Oh. (Photo: Hashgram)

Oh. (Photo: Hashgram)

Here’s apparently a real problem that’s affecting those lucky enough to be in a relationship: “Netflix Adultery.” The condition, as coined by the Cut, is when a partner watches ahead or finishes a television show instead of waiting to watch it with their significant other on the streaming service. 

Of the 2,000 American adults polled, who convinced themselves this was a legitimate issue, about 12 percent confessed to this unforgivable act of adultery. And you could be living with a cheater without even knowing it: 51 percent said they would watch a program even though they agreed to wait for their partner. 

Anyway, the press department pried even deeper. Another 21 percent said they cheated while their other was sleeping (edgy!), 41 percent said they didn’t reveal any spoilers, and 12 percent “faked it,” or pretended to be surprised when their spouse first learned that Betty was pregnant. That’s the only reason people use Netflix, right?

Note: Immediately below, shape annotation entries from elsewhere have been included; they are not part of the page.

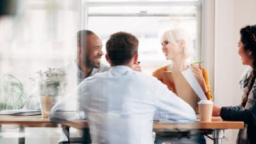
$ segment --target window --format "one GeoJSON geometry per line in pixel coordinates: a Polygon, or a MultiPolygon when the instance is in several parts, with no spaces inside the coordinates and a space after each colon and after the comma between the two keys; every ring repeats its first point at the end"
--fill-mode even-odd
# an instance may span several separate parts
{"type": "Polygon", "coordinates": [[[101,37],[104,46],[111,34],[120,31],[139,38],[139,60],[145,73],[166,63],[160,36],[175,27],[189,33],[195,52],[192,61],[200,60],[200,1],[88,1],[84,6],[86,28],[101,37]]]}

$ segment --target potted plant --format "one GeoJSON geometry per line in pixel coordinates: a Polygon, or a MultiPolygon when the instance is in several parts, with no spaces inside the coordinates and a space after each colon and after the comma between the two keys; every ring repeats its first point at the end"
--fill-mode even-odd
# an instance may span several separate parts
{"type": "Polygon", "coordinates": [[[61,98],[60,92],[66,85],[66,72],[49,68],[39,71],[33,80],[39,88],[38,95],[43,117],[48,117],[51,109],[61,98]]]}

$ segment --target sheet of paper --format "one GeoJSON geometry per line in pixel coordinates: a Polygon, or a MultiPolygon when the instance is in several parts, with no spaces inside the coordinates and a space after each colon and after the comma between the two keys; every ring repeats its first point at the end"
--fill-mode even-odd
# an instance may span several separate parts
{"type": "Polygon", "coordinates": [[[202,90],[201,86],[200,86],[198,82],[196,80],[196,78],[195,77],[193,72],[191,69],[188,68],[187,70],[181,72],[183,76],[185,77],[186,80],[187,80],[188,83],[189,84],[190,86],[193,88],[195,92],[196,93],[197,96],[201,100],[207,100],[203,90],[202,90]]]}

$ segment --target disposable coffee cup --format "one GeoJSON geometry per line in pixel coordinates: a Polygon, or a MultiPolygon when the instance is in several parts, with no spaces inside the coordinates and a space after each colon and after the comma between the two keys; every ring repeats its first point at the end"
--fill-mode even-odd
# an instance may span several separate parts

So balancing out a relationship while resisting the urge to skip ahead of Mad Men in 2013 is the hardest. None of us can have it all, ever. Enter a wacky Netflix PR spokesperson with this off-the-cuff and salty response:

“Netflix can’t be held responsible for any trust issues, lovers’ spats, or marital troubles that arise from watching ahead of your partner. We also will not cover any therapy sessions. As always, we advise to Watch Responsibly.”

Just shut up and release the second season of House of Cards already.